- O Estado de S.Paulo
Balança a união do governo com seus apoiadores. Chave do reequilíbrio é a economia
Nem bem terminou a lua de mel, e o casamento já dá sinais de que não vai bem. Como se estivesse sofrendo o desgaste de anos a fio de convivência. Até a família e os amigos mais chegados, antes convencidos de que “um nasceu para o outro”, começam a desconfiar de que a união não dará certo. Ainda assim, torcem para que as tentativas de reconciliação funcionem e o casamento vá em frente.
Quem nunca foi testemunha de crises assim? Nesse quesito, pelo visto, a política imita a vida. Apenas três meses de mandato e a união entre apoiadores de Bolsonaro e o próprio presidente balança. E seu reequilíbrio depende – muito – do desempenho da economia.
Entre empresários, investidores, economistas, a expectativa era de uma atuação determinada e rápida em direção à pauta de ajuste fiscal, dentro dos moldes do liberalismo pregado pelo ministro da Economia, Paulo Guedes, prioritariamente via reforma da Previdência: o governo até que cumpriu a primeira parte e encaminhou a proposta da reforma ao Congresso, mas enredado em picuinhas, ciumeiras e destempero do próprio Bolsonaro, demorou a entrar na negociação e, pior, atacou justamente quem podia ajudar nessa tarefa.
Entre a população em geral, a ansiedade é por uma aceleração do crescimento, traduzida principalmente na recuperação do mercado de trabalho: destruindo as ilusões de que a melhora viria naturalmente com a troca de guarda no Planalto, a atividade econômica continua patinando, as projeções de crescimento do PIB para 2019 já caíram de 2,5% para 2% e o desemprego resiste, firme e forte, atingindo mais de 13 milhões de pessoas. A frustração, portanto, veio nos dois fronts. E o terremoto político nas bases do presidente só fez acentuar esse desalento.
Como em todo ensaio de reconciliação, durante algum tempo ainda permanecem desconfianças de ambas as partes. É preciso dar um tempo para se comprovar se há ou não chances de sucesso.
No caso da reforma da Previdência, a esperança é de que haja “química” entre o presidente da Câmara, Rodrigo Maia (DEM-RJ), e o ministro da Economia, a quem aparentemente cabe, agora, o comando da articulação. O setor produtivo e principalmente os mercados agarram-se com todas as forças às perspectivas de êxito dessa dupla.
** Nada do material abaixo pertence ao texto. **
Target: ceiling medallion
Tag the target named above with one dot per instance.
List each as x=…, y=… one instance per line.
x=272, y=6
O primeiro, até pelo seu histórico, já deu mostras de que está em condições para exercer esse papel. O segundo, apesar da clareza de propósitos e do discurso direto, na avaliação de alguns analistas ainda precisaria de um certo “treinamento” para exercitar mais a audição do que a própria fala e evitar os pecados cometidos na audiência da semana passada na Comissão de Assuntos Econômicos (CAE) do Senado – entre outros, a provocação aos tucanos, aliados de primeira hora na defesa da reforma da Previdência.
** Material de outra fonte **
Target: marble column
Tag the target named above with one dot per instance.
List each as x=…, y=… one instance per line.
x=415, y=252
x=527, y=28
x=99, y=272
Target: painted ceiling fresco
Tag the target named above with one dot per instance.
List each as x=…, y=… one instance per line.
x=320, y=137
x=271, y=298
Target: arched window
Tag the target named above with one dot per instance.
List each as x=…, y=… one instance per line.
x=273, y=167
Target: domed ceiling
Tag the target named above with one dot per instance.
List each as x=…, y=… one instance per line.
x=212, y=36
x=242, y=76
O novo teste será nesta quarta-feira, na Comissão de Constituição e Justiça (CCJ) da Câmara, onde provavelmente o ministro vai enfrentar interlocutores mais duros. De toda forma, depois da guerra aberta entre Planalto e Congresso, já surgiu um primeiro sinal de acomodação nas bases de Bolsonaro: o PSL, partido do presidente, fechou questão em torno da Previdência e acabou escalando o relator da proposta na CCJ, o deputado mineiro Marcelo Freitas.
Já a reanimação da economia está em linha direta com a retomada da confiança de consumidores e empresários na capacidade do governo de desfazer seus nós internos e levar adiante seu programa econômico – um olhar sobre os indicadores setoriais medidos pela FGV mostra uma queda generalizada em fevereiro, depois do otimismo exacerbado no fim de 2018.
Mas confiança não é só uma questão de voluntarismo dos agentes econômicos. Para reconquistá-la, o governo terá de adotar medidas concretas para melhorar o ambiente a curto prazo.
Há quem recomende, por exemplo, algum ativismo pró-crescimento para acompanhar o ativismo reformista da equipe econômica. Aliás, nesse terreno, vêm mais iniciativas por aí. Maia e Guedes teriam acertado seguir em frente também com a reforma tributária e o próprio Bolsonaro, nas redes sociais, anunciou a redução do Imposto de Renda das empresas, em troca da tributação sobre dividendos.
Porém, mesmo que integrantes dos círculos do Planalto tomem a frente, o presidente é um personagem decisivo na reconciliação do governo com partes importantes do eleitorado. Uma nova recaída belicosa no seu relacionamento com o Congresso, por exemplo, poderia pôr a perder todo o esforço para restabelecer essa união.